Feuilleton Frankfurter Allgemeine Zeitung, 02.08.2003, Nr. 177, S. 31



Wenn einer eine Reise tut Geldnot, Dynamik und Stadtreparatur:
Frankfurts neuester Hotelbau reißt nicht ab, sondern mit


Unstetigkeit ist das Lebensgefühl unserer Zeit. André Heller, der gerne mit Zirkussen unterwegs ist, hat das schon 1982 in einem Chanson festgehalten: "Menschen wechseln oft das Hemd. Menschen wechseln auch die Menschen. Und man wird einander fremd. Wir sind eben Reisende." Wo ist da Halt? In der Architektur, so antwortet Vittorio Magnago Lampugnani, seit er die beängstigende Beschleunigung unseres "telematischen Zeitalters" mit heutigem Bauen zusammendenkt und folgerichtig Gebäude fordert, die "Inseln im Strom der Zeit" sein sollen. Frankfurt am Main, wo Lampugnani lange Zeit Direktor des Deutschen Architekturmuseums war, neigt dennoch Hellers Fatalismus zu. Mit Messen, Banken und Konzernen eine Durchgangsstadt par excellence, baut sie momentan vorrangig für Reisende. Respektive: Sie läßt bauen. Permanent am Rande des Bankrotts balancierend, zu eigenen Projekten außerstande, setzt Frankfurt auf diejenigen, die noch flüssig sind - Investoren großen Stils. Die wiederum setzen derzeit bevorzugt auf das Übernachtungsgewerbe.

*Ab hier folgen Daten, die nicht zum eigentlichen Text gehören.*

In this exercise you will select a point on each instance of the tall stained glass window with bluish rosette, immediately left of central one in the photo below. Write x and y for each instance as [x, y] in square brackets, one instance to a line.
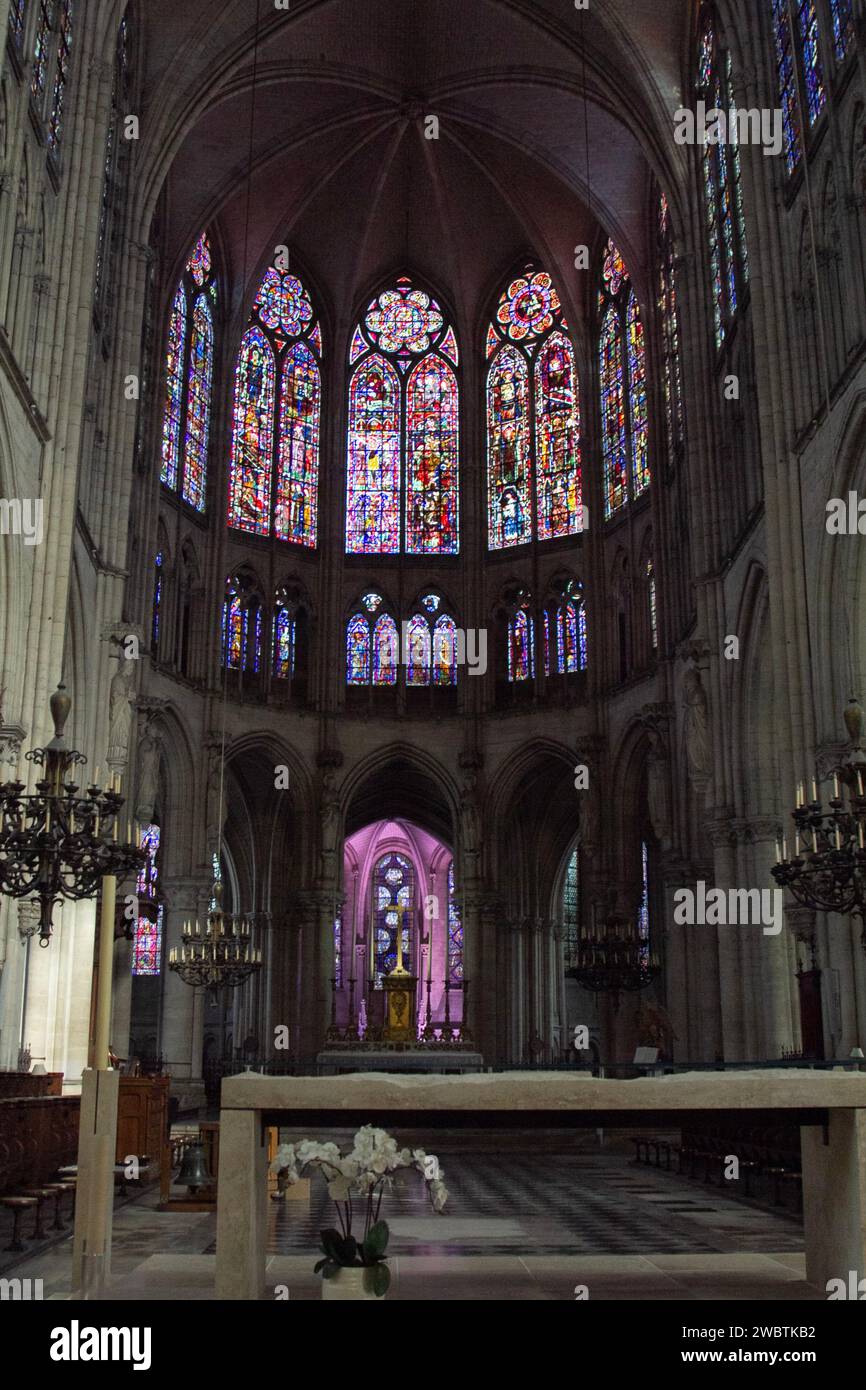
[275, 458]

So kommt es, daß sich drei innerstädtische Problemzonen im Zeichen der Hotellerie zu städtebaulichen und architektonischen Glanzstücken wandeln sollen. Das Technische Rathaus nahe dem Römer, ein auf drei monströsen plumpen Turmfüßen stampfendes Mammut des Betonbrutalismus der siebziger Jahre, soll einem Hotel weichen, das in Umfang und Stil ein standesgemäßes Logis für die Gäste eines zur "Kulturmeile" avancierten gründerzeitlichen Straßenzugs zwischen Rathaus und Dom bieten soll. Hinter der Paulskirche möchte man den denkmalgeschützten ehemaligen Bundesrechnungshof, ein schwebeleichtes Juwel der frühen fünfziger Jahre, zum Grandhotel umbauen. Das dritte Vorhaben, ein Hotel am nördlichen Cityrand, ist, anders als die beiden anderen von endlosem Gerangel und Gefeilsche auf der Stelle tretender Unternehmungen verschont, vor einigen Tagen eröffnet worden.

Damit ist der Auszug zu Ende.